Figure 2. Numerical compression setup (left). Shell thickness is also shown here. Axonal compression results (right). The numerical results for three different NFs network stiffnesses are here compared against experimental results as a gray shaded area (65).

The calibrated model was then validated in tension (Figure 3, left). Symmetry conditions were enforced on a quarter model to reduce the computational expense. The left face of the model was constrained in the axial direction but was free to contract in the other two directions. A displacement was applied on the right face to reach ε = 30% global strain with $\dot{ε} = 0.17 s^{- 1}$ strain rate, correspondent to the speed v(t)=25 μms⁻¹ applied in Bernal et al. (11). The effective Young's modulus E_eff of the composite model was derived dividing the engineering stress at the left boundary by the global applied strain. The axonal model spring stiffness was then calculated as $K = (E_{e f f} A) / \bar{L}$ , where A is the cross-sectional area and $\bar{L}$ is the mean axonal length reported in literature experiments used as a reference for our validation (10–12). Validation results are shown in Figure 3 (right), which purposefully highlights the strain ranges at which axons were tested in the reference studies. The FE model average spring stiffness (0.4 mN/m) is in good agreement with the experimentally derived ones [0.3 mN/m (10), 0.27 mN/m(11), and 0.5 mN/m (12)] up to 30% global strain.

FIGURE 3

Figure 3. Validation of the FE axonal model in tension. Simulation setup (left). On the (right), numerically-derived Force-Deformation curve (red) is plotted against literature data from three different studies (gray shaded areas).

2.3. Injury Simulations

Tensile elongation of the axons has been shown to correlate with axonal injury. Based on experiments, cell-level injury thresholds have been proposed. These thresholds range from 5−10% (67, 68) to 18−21% (69, 70). To investigate axonal behavior at large strains, a family of 10 models was produced by slightly altering the baseline model, namely by moving the discontinuities locations along the rows, ensuring that the average MTs length within each model was kept equal to 4.02 μm as in the baseline model. Symmetric boundary conditions were enforced on each model, which was then numerically stretched up to a global strain ϵ_axon = 30% as previously described for the tensile validation. All the simulations were performed in LS-DYNA ^® using implicit nonlinear dynamic solvers. The choice of using implicit dynamic solvers was dictated by the small dimension of the elements that makes it unfeasible to work in an explicit framework. The dynamic nature of the analysis, however, ensures that strain rate dependent phenomena can indeed be captured.

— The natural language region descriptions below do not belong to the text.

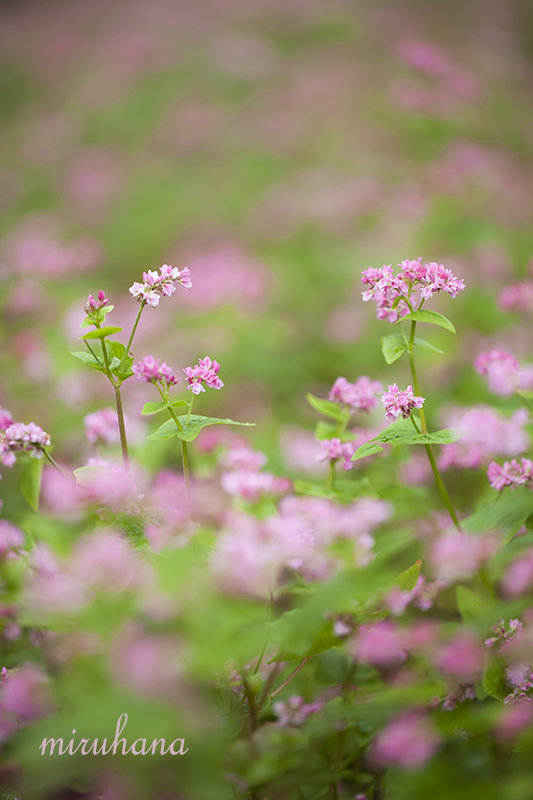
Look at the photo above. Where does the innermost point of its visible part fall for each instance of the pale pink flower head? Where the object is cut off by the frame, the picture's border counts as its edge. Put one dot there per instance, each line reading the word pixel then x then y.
pixel 501 369
pixel 333 450
pixel 25 693
pixel 400 403
pixel 463 656
pixel 358 396
pixel 407 741
pixel 150 370
pixel 156 285
pixel 102 426
pixel 206 371
pixel 382 645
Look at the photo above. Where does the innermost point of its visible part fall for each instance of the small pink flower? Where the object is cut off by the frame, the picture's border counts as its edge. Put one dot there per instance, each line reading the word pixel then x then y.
pixel 148 369
pixel 400 403
pixel 408 741
pixel 206 371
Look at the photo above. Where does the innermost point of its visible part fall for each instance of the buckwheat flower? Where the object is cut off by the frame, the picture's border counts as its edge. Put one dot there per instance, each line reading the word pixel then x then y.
pixel 397 402
pixel 333 450
pixel 29 437
pixel 156 285
pixel 148 369
pixel 358 396
pixel 407 741
pixel 206 371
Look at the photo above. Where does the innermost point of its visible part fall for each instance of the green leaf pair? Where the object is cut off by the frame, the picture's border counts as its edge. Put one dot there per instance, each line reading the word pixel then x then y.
pixel 401 435
pixel 191 427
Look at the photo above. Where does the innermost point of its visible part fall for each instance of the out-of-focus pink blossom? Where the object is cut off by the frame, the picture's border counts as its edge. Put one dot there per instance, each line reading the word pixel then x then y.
pixel 333 450
pixel 400 403
pixel 148 369
pixel 243 458
pixel 382 644
pixel 206 371
pixel 25 693
pixel 512 473
pixel 458 555
pixel 486 433
pixel 519 576
pixel 408 741
pixel 156 285
pixel 358 396
pixel 295 711
pixel 462 656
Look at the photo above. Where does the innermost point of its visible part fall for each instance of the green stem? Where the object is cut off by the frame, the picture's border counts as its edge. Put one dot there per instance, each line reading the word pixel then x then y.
pixel 438 478
pixel 57 467
pixel 127 350
pixel 184 455
pixel 120 410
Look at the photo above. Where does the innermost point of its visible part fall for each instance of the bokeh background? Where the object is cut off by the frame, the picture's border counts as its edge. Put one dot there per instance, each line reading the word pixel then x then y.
pixel 276 148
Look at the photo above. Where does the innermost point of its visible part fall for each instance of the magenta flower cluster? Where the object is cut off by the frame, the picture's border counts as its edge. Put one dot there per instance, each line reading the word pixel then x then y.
pixel 512 473
pixel 394 294
pixel 358 396
pixel 151 371
pixel 400 403
pixel 16 436
pixel 156 285
pixel 206 372
pixel 504 373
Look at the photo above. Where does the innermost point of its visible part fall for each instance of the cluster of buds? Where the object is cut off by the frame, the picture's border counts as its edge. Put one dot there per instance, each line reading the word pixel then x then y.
pixel 400 403
pixel 158 284
pixel 503 635
pixel 205 372
pixel 358 396
pixel 149 370
pixel 18 436
pixel 334 450
pixel 395 294
pixel 512 473
pixel 96 309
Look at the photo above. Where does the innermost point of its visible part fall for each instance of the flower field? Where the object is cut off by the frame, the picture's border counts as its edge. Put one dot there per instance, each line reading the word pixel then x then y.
pixel 266 522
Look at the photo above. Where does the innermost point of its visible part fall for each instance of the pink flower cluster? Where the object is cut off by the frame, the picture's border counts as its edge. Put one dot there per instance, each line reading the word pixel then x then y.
pixel 18 436
pixel 205 372
pixel 358 396
pixel 394 294
pixel 504 374
pixel 245 479
pixel 148 369
pixel 400 403
pixel 333 450
pixel 486 433
pixel 295 711
pixel 156 285
pixel 512 473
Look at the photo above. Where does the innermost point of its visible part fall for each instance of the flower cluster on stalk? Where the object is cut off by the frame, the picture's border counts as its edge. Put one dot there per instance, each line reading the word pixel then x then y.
pixel 157 285
pixel 394 294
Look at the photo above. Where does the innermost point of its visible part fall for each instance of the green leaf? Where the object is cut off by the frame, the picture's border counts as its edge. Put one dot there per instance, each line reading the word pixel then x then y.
pixel 392 347
pixel 430 316
pixel 428 346
pixel 397 434
pixel 193 427
pixel 469 605
pixel 407 579
pixel 494 678
pixel 326 407
pixel 155 408
pixel 507 513
pixel 30 481
pixel 88 359
pixel 101 333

First, the effect of considering a realistic bundle kinematic on maximum compartmental strains was studied for strain rates ranging from the quasi-static to the low-dynamic regime ( $\dot{ε} = 0.001 s^{- 1} - 1 s^{- 1}$ ). The resulting maximum von Mises (VM) strains in the MTs and in the axolemma were extracted in the two following configurations: when the MTs were allowed 6 degrees of freedom [free MTs, or realistic bundle behavior (28)] and when, instead, the MTs were allowed only 1 axial degree of freedom (constrained MTs) as proposed in Ahmadzadeh et al. (32) and de Rooij and Kuhl (33), the goal being the assessment of the effect that MTs bending has on the computed maximum MTs strain.

Given the influence of strain rate on axonal mechanics (71, 72), it was deemed important to assess the effect of this not only on the MT bundle, but also on the axolemma when these two compartments are connected. However, large strains and high strain rates irremediably increase the instability of the simulations hindering their convergence. Therefore, having previously assessed the effect of the MTs constraint, this was enforced for this part of the study and simulations were run for the whole family of models using the following strain rates: $\dot{ϵ} = 0.001, 0.1, 1, 10, 20, 40 s^{- 1}$ ). To speculate upon the injury state of the axons in different scenarios, the following quantities were extracted: maximum von Mises (VM) strains in the MTs and axolemma compartments, as well as axolemmal thinning.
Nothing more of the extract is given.